An executive at one supplier said several digital projects in government had been put on hold or even scrapped because of IT contractors leaving after being told they were inside IR35. Some departments have offered contractors up to 20% more money to offset the extra tax they have to pay, in order to retain their services.
The reforms were intended to prevent contract workers paying less tax for doing a job that would otherwise be done by a permanent employee. Previously, it was up to contractors to self-declare if their public sector engagements meant they should be taxed in the same way as salaried workers (inside IR35) or as off-payroll staff (outside IR35).
Read more about the IR35 reforms
- Public sector stakeholders claim the late release of HMRC’s online tax status assessment tool and its supporting IR35 legislation is causing contractors to leave projects in their droves.
- IT project delays predicted at Home Office, following reports of last-minute departmental U-turn over contractors’ IR35 status classifications.
- HMRC has begun classifying its public sector contractors as “inside IR35”, prompting fears of a digital “brain drain” at the organisation.
The reforms meant that public sector bodies became responsible for declaring contractors’ IR35 status instead. HMRC estimated that the activities of non-compliant contractors cost the Exchequer £440m during the 2016/17 tax year. The Treasury expected the changes to generate about £185m in additional tax during the 2017/18 tax year.
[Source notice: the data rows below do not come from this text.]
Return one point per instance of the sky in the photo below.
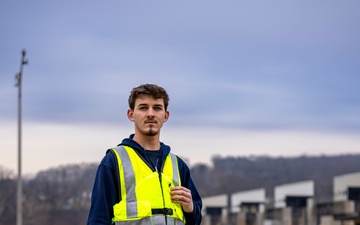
(245, 78)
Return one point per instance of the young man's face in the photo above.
(149, 115)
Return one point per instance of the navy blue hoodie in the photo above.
(106, 194)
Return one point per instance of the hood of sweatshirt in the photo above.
(164, 150)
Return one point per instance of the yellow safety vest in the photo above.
(145, 194)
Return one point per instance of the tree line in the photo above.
(61, 195)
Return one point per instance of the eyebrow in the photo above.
(145, 104)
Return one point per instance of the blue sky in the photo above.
(244, 78)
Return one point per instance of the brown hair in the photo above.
(152, 90)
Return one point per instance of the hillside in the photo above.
(61, 196)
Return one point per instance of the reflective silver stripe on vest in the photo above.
(131, 201)
(175, 169)
(129, 176)
(153, 220)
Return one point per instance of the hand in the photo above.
(182, 196)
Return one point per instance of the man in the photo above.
(140, 182)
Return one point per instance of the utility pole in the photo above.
(19, 180)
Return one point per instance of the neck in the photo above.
(148, 142)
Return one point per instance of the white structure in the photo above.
(216, 201)
(342, 183)
(303, 188)
(250, 196)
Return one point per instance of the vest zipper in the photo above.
(162, 190)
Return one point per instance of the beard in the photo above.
(151, 132)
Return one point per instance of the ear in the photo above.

“Public sector organisations and contractors are free to work with each other in a manner that suits their circumstances,” HMRC said in a statement to Computer Weekly when the reforms were introduced in April. “However, it is fair that two people doing the same job should pay the same taxes. These reforms will ensure that happens.”
In May, health service body NHS Improvement, which oversees the work of various NHS trusts and care providers, admitted it had made mistakes in how it interpreted the new rules, and as a result reversed its original decision to take a blanket approach to all contractors, instead assessing each case individually.
Departments are meant to publish monthly updates on workforce numbers, although some do so more frequently than others. Figures for the Home Office showed it used 2,316 contractors during March 2017, but this fell to 1,355 in April, after the reforms. HMRC used 215 contractors in March, and 181 in April.
However, these numbers refer to all off-payroll staff, including everything from cleaners to interim managers, so it is difficult to relate them directly to IT workers.
Former Home Office chief data, digital and technology officer Sarah Wilkinson told Computer Weekly in an interview in March that IR35 reforms could have a significant impact on digital projects at the department.
“There is no doubt in my mind that, if we are realistic, we are going to have a year of significant pain because you will see a degradation of the contractor population,” she said at the time.
“It will take some time to embed new pay structures, even if they were approved tomorrow. It will take some time to recruit, even if we started tomorrow. So 2017 is going to be extraordinarily difficult. I don’t know if there is a way of imagining the IR35 problem isn’t going to have a delivery impact – but once it’s done, it’s done.”
In October 2016, Computer Weekly revealed that 30 out of 32 IT contractors at the UK Hydrographic Office, a Ministry of Defence agency, had left after being ruled inside IR35.
In March 2017, research by tax adviser Qdos Contractor suggested that 85% of respondents would cease working in the public sector if the organisation they worked for concluded that they should be considered inside IR35.
Recruitment firms providing contract staff to government warned before the April reforms that the IR35 changes could harm public sector projects.
The loss of IT contractors in some departments comes as Whitehall takes on a growing digital workload, with the government transformation strategy announced in February and preparations for Brexit both likely to require significant resources in the next two to three years.